Several authors have reported the use of aspiration of splenic abscesses under ultrasonographic or CT guidance in a select group of patients with the aim of avoiding splenectomy and preserving immunological function.[57] Although an attractive option, image-guided drainage is only likely to succeed when (a) the collection is unilocular or bilocular with a discrete wall and no internal septations, (b) when its content is liquefied enough to be drained and (c) it is located at the periphery or at the middle or lower pole of the spleen.[6]

Traditionally open splenectomy has been found to be the most effective and definitive procedure for most patients with splenic abscess. The mortality rates of this surgery are reported to vary from 0% to 16.9% and the morbidity rates from 28% to 43%.[7,8] The high rates of morbidity and mortality are likely to be a reflection of the predisposing disease states.

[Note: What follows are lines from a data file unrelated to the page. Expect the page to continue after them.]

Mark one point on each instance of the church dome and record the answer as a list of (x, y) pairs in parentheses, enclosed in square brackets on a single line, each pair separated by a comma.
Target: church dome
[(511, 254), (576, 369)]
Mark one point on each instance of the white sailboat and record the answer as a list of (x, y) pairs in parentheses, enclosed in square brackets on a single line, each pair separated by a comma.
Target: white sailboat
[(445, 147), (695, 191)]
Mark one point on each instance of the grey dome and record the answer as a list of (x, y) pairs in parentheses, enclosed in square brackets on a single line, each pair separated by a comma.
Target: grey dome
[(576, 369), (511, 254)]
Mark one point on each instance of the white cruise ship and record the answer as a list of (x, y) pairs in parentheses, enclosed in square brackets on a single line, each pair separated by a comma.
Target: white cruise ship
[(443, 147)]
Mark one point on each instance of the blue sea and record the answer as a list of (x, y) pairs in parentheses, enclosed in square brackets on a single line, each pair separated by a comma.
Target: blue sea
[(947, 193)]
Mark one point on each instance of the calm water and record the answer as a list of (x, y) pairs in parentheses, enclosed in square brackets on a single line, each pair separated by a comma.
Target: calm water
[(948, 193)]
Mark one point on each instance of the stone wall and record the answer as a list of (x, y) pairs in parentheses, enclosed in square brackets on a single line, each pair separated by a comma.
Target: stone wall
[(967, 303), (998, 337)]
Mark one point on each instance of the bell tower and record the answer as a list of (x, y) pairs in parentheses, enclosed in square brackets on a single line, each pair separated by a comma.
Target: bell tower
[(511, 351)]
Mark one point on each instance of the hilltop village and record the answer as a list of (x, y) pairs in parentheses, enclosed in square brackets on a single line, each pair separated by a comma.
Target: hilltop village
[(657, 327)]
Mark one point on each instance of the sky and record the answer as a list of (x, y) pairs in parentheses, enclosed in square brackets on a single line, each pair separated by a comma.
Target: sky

LS for splenic abscess is sparsely reported in the literature, and there do not appear to be any cases describing this procedure for tuberculous abscess of the spleen. Carbonell et al. reported a series of four patients undergoing LS for splenic abscess.[9] There were no postoperative complications or deaths. Simsir et al. reported two patients with splenic abscess due to infective endocarditis who underwent LS followed by valve replacement during the same hospitalization.[10] In suitably located splenic abscess, splenic conservation may be attempted. De Greef et al performed a laparoscopic partial splenectomy in a 12-year old girl with Salmonella-induced splenic abscess in the upper pole.[11] The short gastric vessels and upper segmental branches were coagulated to obtain a clear line of demarcation; radiofrequency (RF) ablation was used at the demarcation line and the parenchymal division was done using ultrasonic shears. Such a procedure may be feasible only rarely due to the dense adhesions that are invariably present. It is not uncommon to have a part of the stomach densely adherent to the spleen as in our patient who required a partial resection of the gastric fundus. Dissection of the splenic vessels within the hilum covered with adhesions and engulfed in inflammation could be challenging, and control of the vessels using either an energy source such as the bipolar vessel sealing device or a vascular stapler may be required. In our patient, the tail of the pancreas was likely injured during control of the hilum resulting in the postoperative pancreatic fistula. It is prudent to exercise caution in manipulating a spleen with abscess so as to prevent spillage of its contents and always retrieve it after placing it in an impermeable bag.

In conclusion, LS is a feasible alternative to open splenectomy in patients with tuberculous abscess of the spleen, but this technically demanding procedure is best undertaken by experienced laparoscopic surgeons. In this clinical setting, LS is likely to result in a higher postoperative morbidity than when performed for other indications.


Source of Support: Nil

Conflict of Interest: None declared.